PARIS, Jan 19 (Reuters) - The French state has pledged to stand by EDF EDF.PA and will support the company in facing difficulties due to French policy measures to cap power price hikes for consumers, the French finance minister said on Wednesday.

Bruno Le Maire's comments came one week after the government of President Emmanuel Macron - facing a re-election battle in three months - ordered the utility to sell more cheap nuclear power to rivals, prompting the state-owned company's CEO to openly criticise the government.

"If prices are low and less lucrative, the state will stand by EDF's side," Le Maire told RMC radio.

The main trade unions at EDF have called for strikes, adding to criticism by EDF Chief Executive Jean-Bernard Levy who called the latest government decision a "real shock" and announced measures to defend his company's interests.

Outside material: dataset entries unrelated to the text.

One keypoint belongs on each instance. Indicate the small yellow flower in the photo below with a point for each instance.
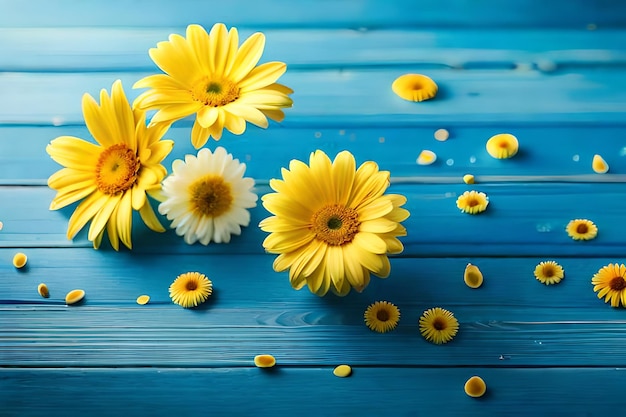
(414, 87)
(382, 316)
(472, 202)
(502, 146)
(191, 289)
(438, 325)
(475, 387)
(610, 282)
(549, 272)
(581, 229)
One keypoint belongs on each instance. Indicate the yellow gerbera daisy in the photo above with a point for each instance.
(438, 325)
(207, 197)
(610, 282)
(414, 87)
(581, 229)
(472, 202)
(332, 224)
(113, 176)
(190, 289)
(549, 272)
(211, 76)
(382, 316)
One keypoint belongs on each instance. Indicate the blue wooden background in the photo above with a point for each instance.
(552, 73)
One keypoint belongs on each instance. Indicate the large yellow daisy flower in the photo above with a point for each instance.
(332, 224)
(211, 76)
(113, 176)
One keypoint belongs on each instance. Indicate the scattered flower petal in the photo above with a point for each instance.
(264, 361)
(468, 179)
(207, 197)
(190, 289)
(475, 387)
(610, 282)
(214, 78)
(502, 146)
(472, 202)
(472, 276)
(426, 157)
(19, 260)
(143, 299)
(42, 289)
(382, 316)
(438, 325)
(342, 371)
(599, 165)
(442, 135)
(74, 296)
(414, 87)
(112, 177)
(549, 272)
(333, 225)
(581, 229)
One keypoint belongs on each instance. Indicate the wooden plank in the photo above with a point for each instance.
(125, 49)
(511, 321)
(309, 392)
(316, 13)
(363, 97)
(23, 159)
(534, 216)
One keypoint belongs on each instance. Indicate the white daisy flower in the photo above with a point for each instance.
(207, 197)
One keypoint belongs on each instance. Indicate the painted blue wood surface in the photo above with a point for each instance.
(555, 79)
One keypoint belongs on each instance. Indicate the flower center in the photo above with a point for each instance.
(439, 324)
(210, 195)
(215, 92)
(116, 170)
(335, 224)
(382, 315)
(617, 284)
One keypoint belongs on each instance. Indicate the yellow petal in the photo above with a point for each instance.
(102, 216)
(124, 220)
(175, 112)
(247, 56)
(370, 242)
(262, 76)
(85, 211)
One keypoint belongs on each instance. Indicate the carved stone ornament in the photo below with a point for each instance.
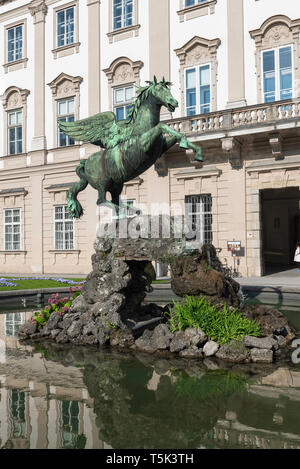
(123, 70)
(197, 50)
(275, 141)
(276, 30)
(65, 85)
(232, 148)
(38, 9)
(14, 98)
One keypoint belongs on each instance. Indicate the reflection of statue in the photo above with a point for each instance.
(131, 146)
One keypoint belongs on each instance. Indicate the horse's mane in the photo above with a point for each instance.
(142, 94)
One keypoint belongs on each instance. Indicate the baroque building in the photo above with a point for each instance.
(235, 69)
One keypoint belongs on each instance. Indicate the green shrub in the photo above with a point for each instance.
(220, 325)
(56, 305)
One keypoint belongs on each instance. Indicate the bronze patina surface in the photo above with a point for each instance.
(130, 146)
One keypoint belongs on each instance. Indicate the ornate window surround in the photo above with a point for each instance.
(115, 35)
(122, 71)
(64, 86)
(275, 32)
(194, 11)
(199, 51)
(20, 63)
(15, 98)
(68, 49)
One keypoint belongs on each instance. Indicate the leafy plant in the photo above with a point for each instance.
(56, 305)
(220, 325)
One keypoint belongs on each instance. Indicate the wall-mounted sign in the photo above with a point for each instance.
(234, 246)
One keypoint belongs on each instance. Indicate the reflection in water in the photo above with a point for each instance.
(74, 397)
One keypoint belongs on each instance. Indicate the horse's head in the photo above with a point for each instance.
(163, 95)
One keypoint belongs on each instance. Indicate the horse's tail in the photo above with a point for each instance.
(75, 208)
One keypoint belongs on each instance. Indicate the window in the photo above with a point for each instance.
(122, 13)
(64, 228)
(199, 213)
(15, 43)
(14, 128)
(198, 94)
(65, 26)
(12, 229)
(65, 113)
(189, 3)
(123, 98)
(277, 74)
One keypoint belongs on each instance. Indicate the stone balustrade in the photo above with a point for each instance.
(230, 119)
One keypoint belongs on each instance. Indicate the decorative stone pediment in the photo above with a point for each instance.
(123, 70)
(65, 85)
(14, 97)
(275, 31)
(198, 50)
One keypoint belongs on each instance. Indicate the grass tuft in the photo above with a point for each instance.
(222, 326)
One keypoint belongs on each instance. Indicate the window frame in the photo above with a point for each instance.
(66, 49)
(8, 127)
(58, 116)
(12, 224)
(122, 16)
(202, 213)
(14, 27)
(16, 64)
(63, 220)
(277, 72)
(124, 104)
(197, 67)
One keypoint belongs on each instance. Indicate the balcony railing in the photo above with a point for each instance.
(230, 119)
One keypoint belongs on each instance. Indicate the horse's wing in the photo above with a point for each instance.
(94, 129)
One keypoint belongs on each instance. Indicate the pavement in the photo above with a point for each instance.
(281, 289)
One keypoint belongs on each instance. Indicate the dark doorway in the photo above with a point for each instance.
(280, 228)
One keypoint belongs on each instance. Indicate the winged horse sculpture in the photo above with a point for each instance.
(130, 146)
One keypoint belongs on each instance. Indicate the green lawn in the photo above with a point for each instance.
(31, 284)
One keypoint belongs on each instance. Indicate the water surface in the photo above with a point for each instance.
(77, 397)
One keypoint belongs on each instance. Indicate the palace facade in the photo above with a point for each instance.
(235, 69)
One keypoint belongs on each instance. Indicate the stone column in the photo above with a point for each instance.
(159, 43)
(94, 102)
(38, 11)
(235, 47)
(37, 255)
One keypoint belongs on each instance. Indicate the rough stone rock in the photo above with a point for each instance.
(122, 338)
(196, 336)
(210, 348)
(264, 343)
(201, 273)
(55, 332)
(211, 364)
(75, 329)
(259, 355)
(270, 320)
(52, 323)
(162, 337)
(27, 329)
(191, 352)
(234, 352)
(79, 305)
(144, 343)
(282, 342)
(62, 337)
(179, 342)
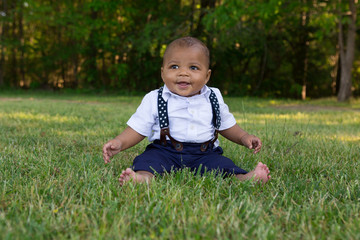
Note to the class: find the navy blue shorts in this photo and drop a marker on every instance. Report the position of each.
(160, 159)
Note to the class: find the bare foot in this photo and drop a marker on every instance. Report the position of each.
(137, 177)
(259, 174)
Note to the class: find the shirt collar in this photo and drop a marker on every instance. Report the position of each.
(205, 91)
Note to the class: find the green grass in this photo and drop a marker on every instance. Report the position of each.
(54, 183)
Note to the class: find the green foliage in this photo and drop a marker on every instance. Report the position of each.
(54, 183)
(261, 48)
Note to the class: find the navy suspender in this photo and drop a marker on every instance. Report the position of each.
(164, 121)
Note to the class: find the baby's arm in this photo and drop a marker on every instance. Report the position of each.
(240, 136)
(128, 138)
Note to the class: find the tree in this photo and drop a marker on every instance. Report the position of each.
(347, 52)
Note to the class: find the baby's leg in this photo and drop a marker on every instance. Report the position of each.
(259, 174)
(136, 177)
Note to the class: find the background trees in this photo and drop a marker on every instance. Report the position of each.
(298, 49)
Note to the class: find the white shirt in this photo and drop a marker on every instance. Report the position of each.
(190, 118)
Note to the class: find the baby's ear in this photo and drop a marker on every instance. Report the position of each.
(208, 74)
(162, 72)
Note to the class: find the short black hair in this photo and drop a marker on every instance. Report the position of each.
(189, 42)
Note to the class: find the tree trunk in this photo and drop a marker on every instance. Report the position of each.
(347, 54)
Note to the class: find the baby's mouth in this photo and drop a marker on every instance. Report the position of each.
(183, 84)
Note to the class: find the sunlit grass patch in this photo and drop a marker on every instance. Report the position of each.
(54, 183)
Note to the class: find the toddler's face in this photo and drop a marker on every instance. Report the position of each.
(185, 70)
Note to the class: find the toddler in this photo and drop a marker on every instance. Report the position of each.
(182, 119)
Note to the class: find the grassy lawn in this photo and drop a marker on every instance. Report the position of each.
(54, 183)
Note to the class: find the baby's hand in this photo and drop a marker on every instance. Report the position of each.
(252, 142)
(110, 149)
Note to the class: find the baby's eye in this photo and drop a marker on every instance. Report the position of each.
(174, 66)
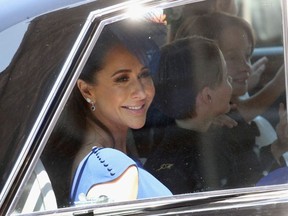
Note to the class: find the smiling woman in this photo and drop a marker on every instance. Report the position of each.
(113, 94)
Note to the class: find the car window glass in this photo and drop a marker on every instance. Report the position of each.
(240, 147)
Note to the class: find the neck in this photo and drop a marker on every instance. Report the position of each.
(115, 139)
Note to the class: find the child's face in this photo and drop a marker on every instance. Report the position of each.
(222, 93)
(236, 48)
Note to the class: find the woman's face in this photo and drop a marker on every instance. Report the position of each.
(236, 48)
(221, 94)
(124, 90)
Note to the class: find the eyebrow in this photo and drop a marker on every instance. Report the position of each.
(127, 71)
(121, 71)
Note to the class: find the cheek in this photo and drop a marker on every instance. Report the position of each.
(149, 88)
(231, 69)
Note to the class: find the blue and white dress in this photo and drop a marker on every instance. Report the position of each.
(103, 165)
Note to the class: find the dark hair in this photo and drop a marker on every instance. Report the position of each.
(186, 66)
(212, 25)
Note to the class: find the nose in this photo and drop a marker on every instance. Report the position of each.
(138, 90)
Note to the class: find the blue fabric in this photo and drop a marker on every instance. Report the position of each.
(278, 176)
(106, 164)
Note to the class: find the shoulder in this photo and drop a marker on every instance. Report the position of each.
(108, 160)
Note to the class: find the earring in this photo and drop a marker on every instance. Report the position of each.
(209, 98)
(92, 104)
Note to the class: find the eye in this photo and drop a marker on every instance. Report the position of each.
(229, 79)
(122, 78)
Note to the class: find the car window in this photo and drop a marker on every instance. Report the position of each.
(216, 129)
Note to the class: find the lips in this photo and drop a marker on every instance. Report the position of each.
(134, 107)
(137, 109)
(240, 80)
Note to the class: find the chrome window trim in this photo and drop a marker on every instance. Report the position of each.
(284, 5)
(160, 4)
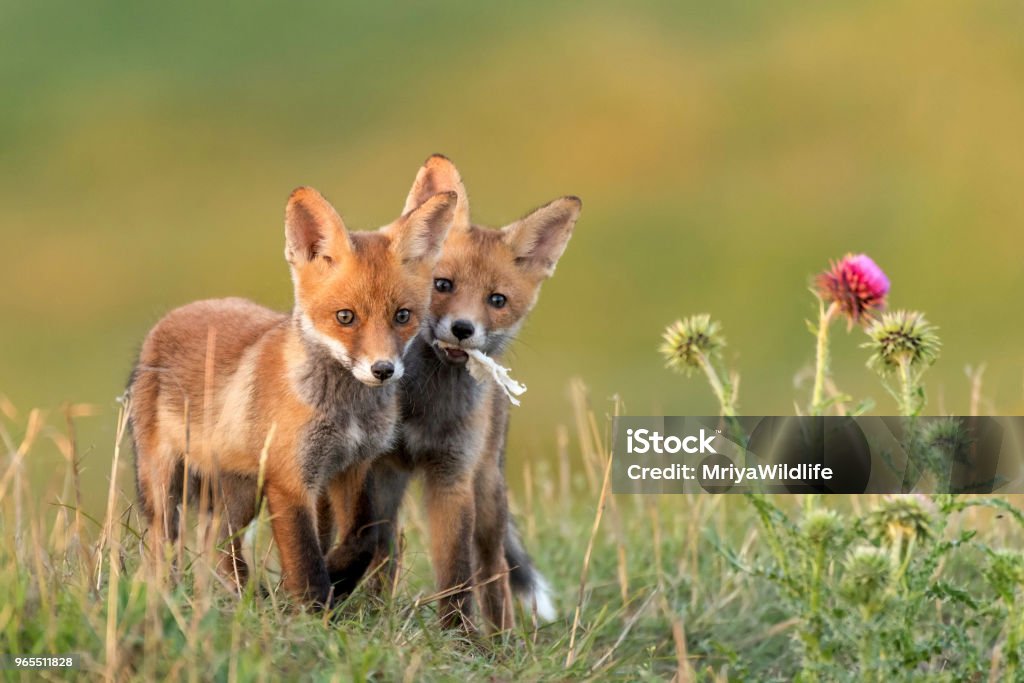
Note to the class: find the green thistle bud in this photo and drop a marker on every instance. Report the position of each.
(902, 517)
(822, 527)
(867, 573)
(901, 339)
(689, 339)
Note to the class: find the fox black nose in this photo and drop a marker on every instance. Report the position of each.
(462, 330)
(382, 370)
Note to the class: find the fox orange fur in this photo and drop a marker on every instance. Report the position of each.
(453, 427)
(215, 377)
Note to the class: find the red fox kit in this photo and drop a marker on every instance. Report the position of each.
(454, 427)
(325, 377)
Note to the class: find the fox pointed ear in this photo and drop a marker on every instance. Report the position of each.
(418, 236)
(438, 174)
(313, 229)
(539, 239)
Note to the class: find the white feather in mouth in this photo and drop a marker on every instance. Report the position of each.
(481, 367)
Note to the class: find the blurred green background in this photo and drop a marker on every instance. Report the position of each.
(724, 152)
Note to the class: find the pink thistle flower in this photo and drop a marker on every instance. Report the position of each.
(855, 285)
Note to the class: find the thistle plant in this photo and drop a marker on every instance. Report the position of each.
(694, 344)
(903, 343)
(854, 288)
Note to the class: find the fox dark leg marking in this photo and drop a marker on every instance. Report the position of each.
(326, 529)
(451, 512)
(369, 543)
(302, 565)
(238, 501)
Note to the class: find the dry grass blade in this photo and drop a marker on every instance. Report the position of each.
(570, 656)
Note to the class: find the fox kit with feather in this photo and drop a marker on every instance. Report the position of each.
(454, 427)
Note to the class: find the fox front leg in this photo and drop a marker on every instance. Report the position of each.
(294, 524)
(452, 513)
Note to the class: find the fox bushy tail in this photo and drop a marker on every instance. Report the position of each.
(527, 584)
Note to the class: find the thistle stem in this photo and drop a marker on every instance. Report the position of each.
(821, 363)
(906, 385)
(722, 392)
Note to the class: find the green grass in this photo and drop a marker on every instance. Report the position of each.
(673, 586)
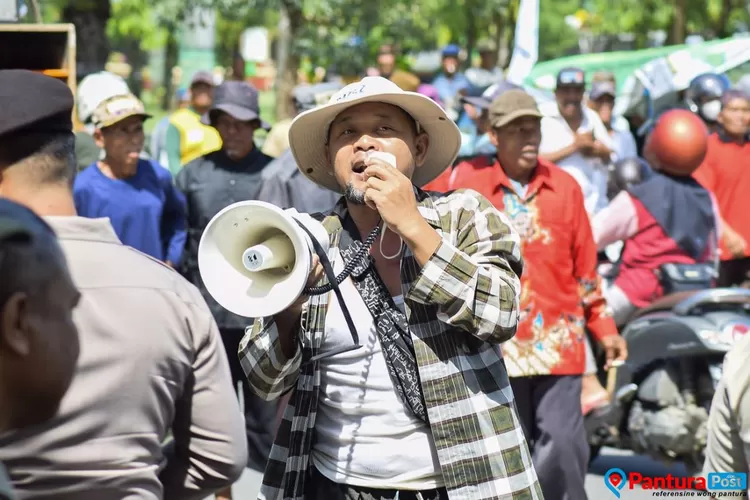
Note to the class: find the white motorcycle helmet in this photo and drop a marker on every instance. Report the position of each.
(95, 88)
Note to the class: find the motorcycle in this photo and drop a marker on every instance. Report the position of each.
(662, 394)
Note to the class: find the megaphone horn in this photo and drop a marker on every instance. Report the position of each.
(255, 259)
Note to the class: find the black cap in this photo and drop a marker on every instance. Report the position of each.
(308, 97)
(571, 77)
(202, 77)
(18, 223)
(239, 100)
(35, 103)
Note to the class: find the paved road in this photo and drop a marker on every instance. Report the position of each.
(629, 463)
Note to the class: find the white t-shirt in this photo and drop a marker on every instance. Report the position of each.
(365, 435)
(591, 173)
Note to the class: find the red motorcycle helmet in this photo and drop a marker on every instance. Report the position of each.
(678, 143)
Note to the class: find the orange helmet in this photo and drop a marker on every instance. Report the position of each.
(678, 143)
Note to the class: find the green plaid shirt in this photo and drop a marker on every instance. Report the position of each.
(460, 306)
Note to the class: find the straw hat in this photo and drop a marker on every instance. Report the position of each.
(308, 133)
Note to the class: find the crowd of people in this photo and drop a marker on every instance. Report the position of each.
(476, 319)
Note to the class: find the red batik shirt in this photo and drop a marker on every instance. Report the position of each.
(561, 293)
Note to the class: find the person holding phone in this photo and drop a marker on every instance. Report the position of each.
(419, 405)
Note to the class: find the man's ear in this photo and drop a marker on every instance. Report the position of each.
(13, 335)
(99, 138)
(421, 143)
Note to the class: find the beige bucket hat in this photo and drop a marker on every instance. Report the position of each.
(308, 133)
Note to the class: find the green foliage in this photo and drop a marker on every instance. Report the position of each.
(135, 20)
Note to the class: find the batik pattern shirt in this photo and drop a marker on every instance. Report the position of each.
(561, 295)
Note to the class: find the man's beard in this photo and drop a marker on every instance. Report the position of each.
(354, 195)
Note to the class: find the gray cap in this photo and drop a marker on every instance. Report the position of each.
(311, 96)
(511, 105)
(239, 100)
(601, 88)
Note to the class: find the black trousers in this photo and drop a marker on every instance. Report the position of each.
(550, 412)
(260, 415)
(319, 487)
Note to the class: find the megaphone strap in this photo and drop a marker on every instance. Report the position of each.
(334, 282)
(350, 266)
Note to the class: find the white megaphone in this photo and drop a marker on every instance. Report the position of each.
(255, 259)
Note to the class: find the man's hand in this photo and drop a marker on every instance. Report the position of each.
(316, 274)
(734, 242)
(391, 193)
(287, 320)
(615, 349)
(601, 151)
(584, 142)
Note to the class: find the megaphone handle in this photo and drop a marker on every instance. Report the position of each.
(349, 267)
(331, 275)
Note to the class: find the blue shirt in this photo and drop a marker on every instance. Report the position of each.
(146, 210)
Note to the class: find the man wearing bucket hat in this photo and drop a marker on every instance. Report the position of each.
(211, 183)
(423, 409)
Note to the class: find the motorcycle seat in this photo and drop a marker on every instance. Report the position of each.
(665, 303)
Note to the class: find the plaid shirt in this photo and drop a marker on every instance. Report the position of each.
(460, 306)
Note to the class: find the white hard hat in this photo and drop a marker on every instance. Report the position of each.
(96, 88)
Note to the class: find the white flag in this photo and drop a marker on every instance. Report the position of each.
(526, 46)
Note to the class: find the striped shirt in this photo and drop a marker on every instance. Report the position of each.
(460, 306)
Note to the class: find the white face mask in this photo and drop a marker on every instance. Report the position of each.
(710, 110)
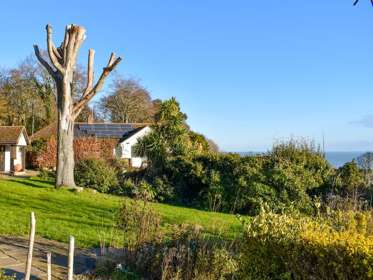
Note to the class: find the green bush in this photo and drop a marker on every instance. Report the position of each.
(96, 174)
(338, 246)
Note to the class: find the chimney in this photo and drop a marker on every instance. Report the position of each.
(91, 117)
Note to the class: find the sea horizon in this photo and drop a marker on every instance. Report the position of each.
(335, 158)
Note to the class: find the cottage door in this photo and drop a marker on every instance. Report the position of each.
(2, 158)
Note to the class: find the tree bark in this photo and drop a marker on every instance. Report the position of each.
(62, 67)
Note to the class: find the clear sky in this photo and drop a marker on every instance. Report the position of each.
(247, 73)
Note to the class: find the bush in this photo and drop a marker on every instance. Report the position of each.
(139, 222)
(96, 174)
(46, 174)
(185, 254)
(338, 246)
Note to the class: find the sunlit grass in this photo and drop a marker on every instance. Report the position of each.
(86, 215)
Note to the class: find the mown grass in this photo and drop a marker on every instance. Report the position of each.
(88, 216)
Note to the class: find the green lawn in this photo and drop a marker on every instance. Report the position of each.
(88, 216)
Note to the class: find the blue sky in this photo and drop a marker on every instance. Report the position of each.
(247, 73)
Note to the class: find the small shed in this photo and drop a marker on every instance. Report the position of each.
(13, 143)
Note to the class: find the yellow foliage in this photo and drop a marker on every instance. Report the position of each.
(337, 246)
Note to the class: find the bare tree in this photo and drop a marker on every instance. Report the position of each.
(62, 67)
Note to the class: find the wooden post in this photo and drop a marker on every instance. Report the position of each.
(31, 246)
(71, 259)
(49, 266)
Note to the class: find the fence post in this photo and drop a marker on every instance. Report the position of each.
(49, 266)
(71, 259)
(31, 246)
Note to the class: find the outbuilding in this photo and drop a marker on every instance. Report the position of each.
(13, 143)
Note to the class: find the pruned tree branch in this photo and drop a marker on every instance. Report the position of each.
(44, 62)
(51, 51)
(112, 63)
(90, 71)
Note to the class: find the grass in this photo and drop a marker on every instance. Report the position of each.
(88, 216)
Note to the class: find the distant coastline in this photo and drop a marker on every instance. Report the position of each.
(337, 159)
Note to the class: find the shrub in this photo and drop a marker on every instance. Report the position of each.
(47, 175)
(6, 277)
(96, 174)
(339, 246)
(139, 222)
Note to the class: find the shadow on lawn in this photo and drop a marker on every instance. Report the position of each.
(30, 183)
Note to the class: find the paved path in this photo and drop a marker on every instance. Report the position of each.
(13, 254)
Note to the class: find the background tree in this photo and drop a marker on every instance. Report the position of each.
(27, 96)
(129, 102)
(62, 68)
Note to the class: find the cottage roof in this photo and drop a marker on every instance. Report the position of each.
(97, 130)
(10, 135)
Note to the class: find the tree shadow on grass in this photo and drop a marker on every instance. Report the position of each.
(29, 184)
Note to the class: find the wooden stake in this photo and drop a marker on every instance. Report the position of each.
(49, 266)
(31, 246)
(71, 259)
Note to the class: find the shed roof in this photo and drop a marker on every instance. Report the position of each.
(10, 135)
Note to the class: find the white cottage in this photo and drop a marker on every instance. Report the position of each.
(125, 148)
(125, 136)
(13, 143)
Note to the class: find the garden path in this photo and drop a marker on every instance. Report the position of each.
(13, 254)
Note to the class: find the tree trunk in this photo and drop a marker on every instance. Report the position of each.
(65, 133)
(65, 154)
(61, 67)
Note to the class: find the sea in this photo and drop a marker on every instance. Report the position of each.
(336, 159)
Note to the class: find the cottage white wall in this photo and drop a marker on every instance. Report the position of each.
(18, 159)
(7, 159)
(22, 141)
(126, 148)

Le Maire added on Wednesday that no EDF staffer needed to worry about their future.

"We will support this great public company which is the pride of the French people," he said.

"We will continue to invest in EDF because we have the objective of building new nuclear reactors that, from a strategic perspective, are absolutely decisive for EDF."

Le Maire's comments came as the head of the French nuclear watchdog warned on Wednesday the sector may need a "Marshall Plan" in order to implement planned new projects.

France produces most of its power at ageing nuclear reactors that have faced repeated shutdowns. Some 18.9% of their production capacity was offline as of Wednesday according to a Reuters calculation, limiting supply amid record power prices.

The watchdog's head, Bernard Doroszczuk, warned more reactors could be shut after corrosion was found on four of them, and being probed on a fifth, describing the issue as "serious".

The sector faced multiple challenges, he added, from finding enough storage for nuclear waste and recycling, to hiring the close to 4,000 engineers the sector needed every year and how to ensure the expected increase in demand for power was met.

Given all these challenges, a decision to shut 12 reactors "needs to be reassessed", Doroszczuk told reporters. "Should we close them? Do we need them? ... Is it safe to do so? We need to anticipate this."

The French state owns 84% of EDF's shares, which have lost almost 40% of their value since October.

Norway's $1.4 trillion sovereign wealth fund, EDF's sixth-largest shareholder according to Refinitiv Eikon data, told Reuters it "was looking into how this will affect us as a minority shareholder," without offering specifics.

The fund, which generally refrains from commenting on its individual investments, had a 0.23% stake worth $112 million in the company at end-2020, according to the latest available fund data.

EDF forecast last week that the government decision would knock around 8 billion euros ($9.13 billion) off its 2022 core earnings before interest, taxes, depreciation and amortisation.